Flipboard now works on iPhones as well as iPads, and it's beautiful, and different, on both platforms.

Rafe Needleman Former Editor at Large
Rafe Needleman reviews mobile apps and products for fun, and picks startups apart when he gets bored. He has evaluated thousands of new companies, most of which have since gone out of business.
Rafe Needleman
2 min read
Flipboard's Cover Stories section uses social networks and algorithms to find stories you'll like. It works. Screenshot by Rafe Needleman/CNET

An update to the gorgeous Flipboard news- and article-reading app just came out, giving iPhone users access to this previously iPad-only content viewer.

Like other new, high-profile apps (Path comes to mind), Flipboard for the iPhone makes for a fantastic demo. It's what you want to show your mother to explain to her why she should get an iPhone. Its article-to-article and in-story navigation is at once highly unusual and intuitive (you "flip" pages up with your thumb, unlike the iPad version where you flip them to the side). Some of the transitions in the app have subtle effects that make this free app feel lush.

Flip has always been one of the best reader apps, a great app to fire up in a waiting room (or, with the iPhone version, the Starbucks line) to catch up on news and articles. The iPhone version is fast, too, so you won't finish your whole coffee waiting for it to load up (I'm looking at you, New York Times app).

The iPad version is still more attractive, which is not surprising since its extra real estate makes it a much better platform for reading.

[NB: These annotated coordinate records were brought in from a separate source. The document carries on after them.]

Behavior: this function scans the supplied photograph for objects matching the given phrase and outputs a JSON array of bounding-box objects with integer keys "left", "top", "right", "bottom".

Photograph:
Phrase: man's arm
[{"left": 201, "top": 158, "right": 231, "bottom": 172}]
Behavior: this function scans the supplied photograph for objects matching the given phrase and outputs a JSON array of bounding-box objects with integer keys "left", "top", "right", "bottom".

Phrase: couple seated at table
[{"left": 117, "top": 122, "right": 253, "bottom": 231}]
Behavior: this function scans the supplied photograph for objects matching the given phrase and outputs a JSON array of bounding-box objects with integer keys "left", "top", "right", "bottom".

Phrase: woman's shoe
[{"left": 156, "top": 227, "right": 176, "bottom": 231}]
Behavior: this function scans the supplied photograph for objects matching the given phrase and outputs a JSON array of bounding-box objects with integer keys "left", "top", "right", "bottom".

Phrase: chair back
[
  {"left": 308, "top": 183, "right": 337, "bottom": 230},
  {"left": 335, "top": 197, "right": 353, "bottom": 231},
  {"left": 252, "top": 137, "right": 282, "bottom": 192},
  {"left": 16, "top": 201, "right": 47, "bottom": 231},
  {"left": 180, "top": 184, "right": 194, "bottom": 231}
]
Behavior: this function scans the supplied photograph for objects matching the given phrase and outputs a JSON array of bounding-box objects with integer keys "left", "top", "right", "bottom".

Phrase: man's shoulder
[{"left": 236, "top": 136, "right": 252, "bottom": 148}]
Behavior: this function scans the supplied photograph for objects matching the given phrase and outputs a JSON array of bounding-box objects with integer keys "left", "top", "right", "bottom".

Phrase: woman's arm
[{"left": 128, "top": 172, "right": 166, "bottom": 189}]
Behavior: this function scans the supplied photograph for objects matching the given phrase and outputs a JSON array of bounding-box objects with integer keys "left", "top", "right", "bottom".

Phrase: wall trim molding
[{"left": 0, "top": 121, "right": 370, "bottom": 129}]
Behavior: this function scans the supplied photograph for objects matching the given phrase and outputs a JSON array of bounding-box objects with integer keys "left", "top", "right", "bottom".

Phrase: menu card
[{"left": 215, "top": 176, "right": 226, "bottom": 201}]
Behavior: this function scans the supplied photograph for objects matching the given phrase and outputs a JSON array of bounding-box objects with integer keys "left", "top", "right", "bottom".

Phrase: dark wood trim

Thanks to the Flipboard account feature, your subscriptions on one iDevice are synced to another. I loaded the app up on the iPhone and logged in, and all the sources I had subscribed to on my iPad appeared right away. There's still no Web-based management for Flipboard accounts, though, which I see as an inconvenience. There's also no Android version.

Flipboard can't do as much on the iPhone's small screen as it can on the iPads, but it still makes content feeds, and articles, look good. Screenshot by Rafe Needleman/CNET

Flipboard CEO Mike McCue has said he's taking the service in a new direction and layering in new socially aware article discovery features. The new version of the app shows where this is going. A "Cover Stories" feed correlates your reading behavior with that of people in your social circles to get you articles it predicts you'll like. As you interact with Cover Stories, it's supposed to get better.

I found, in a very brief test, that Cover Stories did a good job of finding articles I didn't know about and that I would be interested in reading. If, that is, I wasn't already a thousand articles behind in my other feeds--the subscriptions I have signed up for and the non-algorithmic feeds coming from my social connections on Twitter and Facebook.

Several news reader apps (like Zite and News360) are likewise attempting to help readers with "discovery" of content. Flipboard may actually do it better, but I question the emphasis on algorithmic content recommendation. I think this feature is the Groupon of content: fun, sexy, but ultimately not something you rely on, nor is it a feature that builds the customer loyalty that the content providers need.

That said, get this app on your iPhone. Especially if you already use it on the iPad. It really makes short work of powering through your main content feeds, and it looks good and works well enough to vanish into the background as you use it.